I like it. Like the word and like what it is.
Sometimes you just stumble across something that feels so perfect and whispers to your soul. Something you never expected, were not looking for, didn't know existed.
The net makes chance finds like this so much easier. Maybe serendipity is not so much a peripheral attribute of the net, but right at its core.
Anyway, reading my book on India has been a revelation.
I had not heard of Amrita Sher-Gil and met her in the book. She was India's most celebrated woman artist of the last century, and died in her late 20s.
Her chapter is illustrated by a terrible reproduction of one of her works, the Haldi Grinders. It looks like this:
I had to search for a better reproduction and found one:
But searching for this one picture opened a door onto an unknown gallery of such visceral power. I am not a massive fan of painting, but her pictures, all painted at such a young age, just spoke to me. They are diabolically good, by which I mean that they seem so impossibly brilliant that they feel almost like some kind of black magic.
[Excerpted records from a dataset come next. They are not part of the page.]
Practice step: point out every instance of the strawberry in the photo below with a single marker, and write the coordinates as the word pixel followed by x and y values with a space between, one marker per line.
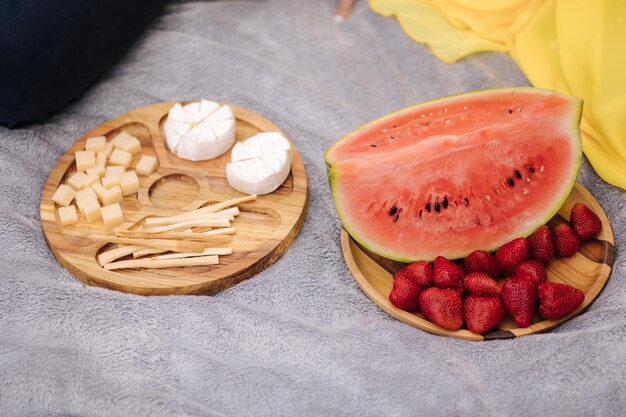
pixel 447 274
pixel 531 270
pixel 481 261
pixel 482 314
pixel 585 223
pixel 405 293
pixel 420 271
pixel 481 284
pixel 565 241
pixel 511 254
pixel 558 300
pixel 443 307
pixel 519 297
pixel 540 245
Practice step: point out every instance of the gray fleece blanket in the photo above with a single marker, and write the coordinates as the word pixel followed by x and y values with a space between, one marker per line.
pixel 300 338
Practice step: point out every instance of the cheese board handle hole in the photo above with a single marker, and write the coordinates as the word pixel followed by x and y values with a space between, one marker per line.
pixel 174 191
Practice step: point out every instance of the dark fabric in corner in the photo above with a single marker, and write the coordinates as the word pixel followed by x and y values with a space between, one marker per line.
pixel 50 51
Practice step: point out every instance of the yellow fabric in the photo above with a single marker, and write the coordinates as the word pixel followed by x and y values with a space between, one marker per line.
pixel 573 46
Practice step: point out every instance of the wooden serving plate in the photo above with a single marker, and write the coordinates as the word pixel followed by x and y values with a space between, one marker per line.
pixel 265 228
pixel 588 270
Yes, they speak to my soul. This woman, Amrita Sher-Gil was never painting for a simple photographic reality. She saw something in her subjects, something hidden within, and expressed that. Fleeting moments that catch something central to being, central to living.
Serendipity may feel trivial, random, mere chance. But sometimes chance encounters can change your life. Thanks to Amrita Sher-Gil I am richer than I was.